João Pedro Matos Fernandes, Ministro do Ambiente

A Comissão Política da Secção do PSD Faro enviou hoje, 15 de março, uma nota de imprensa na qual faz um rescaldo dos temporais, considerando que Faro está «entregue à sua má sorte».

«No rescaldo das intempéries que assolaram o nosso concelho, o presidente da Câmara anunciou prejuízos de 7 milhões de euros. Justificavam-se medidas de excepção, como bem defendeu o Presidente da República quando veio ao nosso concelho, passados poucos dias do tornado avassalador. Mas a verdade é que o governo não soube, ou não quis, interpretar as palavras do mais alto magistrado da nação, nem os apelos da Câmara Municipal e da sociedade civil farense. Já fora de tempo, fez chegar a Faro a secretária de Estado da Habitação, que se limitou a apresentar os programas da nova política de habitação, que só entram em vigor no verão e não dispõem de dotação orçamental definida, não sendo portanto minimamente adequados a situações de emergência como a que se verificou», lê-se na nota.

Portanto, argumenta o PSD Faro que «11 dias depois do desastre (onze-dias-onze!), surgiu o Ministro do Ambiente (João Pedro Matos Fernandes), bem disposto e folgazão, como é seu timbre. Trouxe palavras amigas e bom humor, que seria muito bem-vindo não fosse o cenário de destruição uma realidade tão triste e desoladora. Disse o sennhor Ministro que o que o que o mar leva, o mar traz e o resto são trocos – cerca de 250 mil euros, para sermos exatos, a administrar por toda a costa, de Sagres a Vila Real de Santo António. Ora, só em Faro, único município capaz de apresentar um caderno de encargos da destruição causada pelas tempestades Emma, Félix e Giselle, estão contabilizados mais de 7 milhões de euros, meio milhão dos quais para recuperação urgente de passadiços, equipamentos e acessos à Praia de Faro», acrescenta a nota.
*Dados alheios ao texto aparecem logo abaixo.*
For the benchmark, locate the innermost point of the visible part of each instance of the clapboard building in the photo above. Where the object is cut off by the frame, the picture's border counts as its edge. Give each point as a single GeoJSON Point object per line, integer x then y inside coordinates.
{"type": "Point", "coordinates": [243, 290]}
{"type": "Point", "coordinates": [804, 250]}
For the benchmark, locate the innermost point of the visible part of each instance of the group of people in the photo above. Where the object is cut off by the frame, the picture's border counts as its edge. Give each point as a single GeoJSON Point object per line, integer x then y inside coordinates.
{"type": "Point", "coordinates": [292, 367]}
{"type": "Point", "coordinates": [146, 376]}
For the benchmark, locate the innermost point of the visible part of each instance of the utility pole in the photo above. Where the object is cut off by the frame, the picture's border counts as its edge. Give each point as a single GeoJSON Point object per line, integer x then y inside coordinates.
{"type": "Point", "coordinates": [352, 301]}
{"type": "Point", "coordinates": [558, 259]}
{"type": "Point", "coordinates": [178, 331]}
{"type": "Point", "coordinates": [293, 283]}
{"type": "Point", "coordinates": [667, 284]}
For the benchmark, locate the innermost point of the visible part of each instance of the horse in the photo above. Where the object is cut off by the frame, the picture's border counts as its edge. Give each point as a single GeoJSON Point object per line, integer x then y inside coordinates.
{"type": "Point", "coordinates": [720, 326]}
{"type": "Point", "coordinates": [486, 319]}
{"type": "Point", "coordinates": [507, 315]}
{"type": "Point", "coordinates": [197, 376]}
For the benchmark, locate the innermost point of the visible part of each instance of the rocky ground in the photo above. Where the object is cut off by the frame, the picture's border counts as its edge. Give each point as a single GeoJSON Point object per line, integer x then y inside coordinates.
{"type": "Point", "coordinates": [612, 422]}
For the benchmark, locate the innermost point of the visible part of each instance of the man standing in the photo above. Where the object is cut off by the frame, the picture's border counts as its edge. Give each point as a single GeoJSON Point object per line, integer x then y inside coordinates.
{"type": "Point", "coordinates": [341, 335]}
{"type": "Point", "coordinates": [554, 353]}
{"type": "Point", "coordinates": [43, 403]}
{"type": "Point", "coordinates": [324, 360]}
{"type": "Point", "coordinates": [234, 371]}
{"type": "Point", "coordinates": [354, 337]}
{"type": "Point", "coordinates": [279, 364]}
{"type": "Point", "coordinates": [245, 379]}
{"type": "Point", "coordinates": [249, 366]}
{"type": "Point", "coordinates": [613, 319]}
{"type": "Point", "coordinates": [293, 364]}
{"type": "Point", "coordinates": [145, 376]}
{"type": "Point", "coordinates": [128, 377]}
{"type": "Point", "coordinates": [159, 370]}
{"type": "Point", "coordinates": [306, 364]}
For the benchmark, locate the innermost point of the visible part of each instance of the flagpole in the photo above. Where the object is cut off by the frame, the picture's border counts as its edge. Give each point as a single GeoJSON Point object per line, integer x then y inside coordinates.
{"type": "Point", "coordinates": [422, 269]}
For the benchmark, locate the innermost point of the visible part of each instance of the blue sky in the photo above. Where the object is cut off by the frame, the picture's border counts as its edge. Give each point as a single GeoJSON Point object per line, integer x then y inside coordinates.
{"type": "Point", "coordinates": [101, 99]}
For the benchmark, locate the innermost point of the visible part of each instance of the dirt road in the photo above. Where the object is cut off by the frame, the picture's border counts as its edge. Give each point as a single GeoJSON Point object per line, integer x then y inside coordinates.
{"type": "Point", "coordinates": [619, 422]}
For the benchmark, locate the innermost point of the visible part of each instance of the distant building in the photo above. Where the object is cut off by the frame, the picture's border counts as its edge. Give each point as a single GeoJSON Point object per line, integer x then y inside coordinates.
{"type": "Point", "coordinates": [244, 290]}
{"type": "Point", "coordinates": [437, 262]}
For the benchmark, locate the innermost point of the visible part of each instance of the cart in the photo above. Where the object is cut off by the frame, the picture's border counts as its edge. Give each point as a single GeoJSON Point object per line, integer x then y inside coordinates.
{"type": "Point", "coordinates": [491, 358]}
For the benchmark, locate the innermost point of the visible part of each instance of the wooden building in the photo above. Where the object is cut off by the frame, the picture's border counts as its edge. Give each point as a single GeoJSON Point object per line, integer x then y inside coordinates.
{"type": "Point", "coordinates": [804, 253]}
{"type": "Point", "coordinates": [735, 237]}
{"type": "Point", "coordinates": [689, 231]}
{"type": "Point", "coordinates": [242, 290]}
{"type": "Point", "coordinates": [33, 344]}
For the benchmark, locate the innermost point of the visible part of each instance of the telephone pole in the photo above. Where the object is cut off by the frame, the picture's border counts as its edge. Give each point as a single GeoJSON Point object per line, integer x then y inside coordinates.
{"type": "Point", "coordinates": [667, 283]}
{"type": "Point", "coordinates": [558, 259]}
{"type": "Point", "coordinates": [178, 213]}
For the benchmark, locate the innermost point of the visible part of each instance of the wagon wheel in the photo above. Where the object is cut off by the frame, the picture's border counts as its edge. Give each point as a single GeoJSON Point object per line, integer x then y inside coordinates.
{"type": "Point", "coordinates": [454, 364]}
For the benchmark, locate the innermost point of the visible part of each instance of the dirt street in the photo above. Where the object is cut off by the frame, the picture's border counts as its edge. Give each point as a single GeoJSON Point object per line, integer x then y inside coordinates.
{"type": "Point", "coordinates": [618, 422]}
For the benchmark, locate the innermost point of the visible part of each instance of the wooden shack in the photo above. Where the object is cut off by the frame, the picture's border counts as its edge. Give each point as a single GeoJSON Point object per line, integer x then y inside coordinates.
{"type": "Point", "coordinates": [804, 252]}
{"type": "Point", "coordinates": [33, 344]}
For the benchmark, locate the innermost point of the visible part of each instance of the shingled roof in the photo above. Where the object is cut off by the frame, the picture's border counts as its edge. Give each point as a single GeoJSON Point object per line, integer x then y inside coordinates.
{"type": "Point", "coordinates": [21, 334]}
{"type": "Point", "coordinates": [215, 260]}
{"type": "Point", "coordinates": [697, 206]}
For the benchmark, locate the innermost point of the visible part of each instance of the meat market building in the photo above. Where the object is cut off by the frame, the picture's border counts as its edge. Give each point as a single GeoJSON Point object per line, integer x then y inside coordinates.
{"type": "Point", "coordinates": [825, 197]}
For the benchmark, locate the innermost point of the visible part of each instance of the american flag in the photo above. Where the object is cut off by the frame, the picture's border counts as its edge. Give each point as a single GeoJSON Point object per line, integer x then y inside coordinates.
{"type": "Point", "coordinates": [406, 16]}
«Fica também claro que este envelope financeiro ridículo e insultuoso, põe de parte a hipótese de se efetuarem as intervenções estruturais necessárias à estabilização da duna e do areal, que tão afetados ficaram com a agitação marítima. Era esta a responsabilidade da administração central, em território jurisdicionalmente seu. Mas entre palmadinhas nas costas, o governo preferiu lavar as mãos como Pilatos, atirando para cima dos farenses a responsabilidade de reparar danos para os quais não concorreram. Perante tão desoladora resposta, o PSD de Faro não pode deixar de exprimir publicamente a sua revolta pelo que considera um total desinteresse e até um desrespeito do Governo para com os algarvios e para com os farenses muito em particular, neste lamentável dossier. Os cortes no investimento público deste Governo acarretam vários dramas para os algarvios. Nas vias de comunicação, na saúde, na protecção civil, na justiça, na cultura e outras. O que não se esperava era que o sentido de solidariedade e o decoro do Governo estivessem também em níveis tão baixos», conclui a nota do PSD FARO.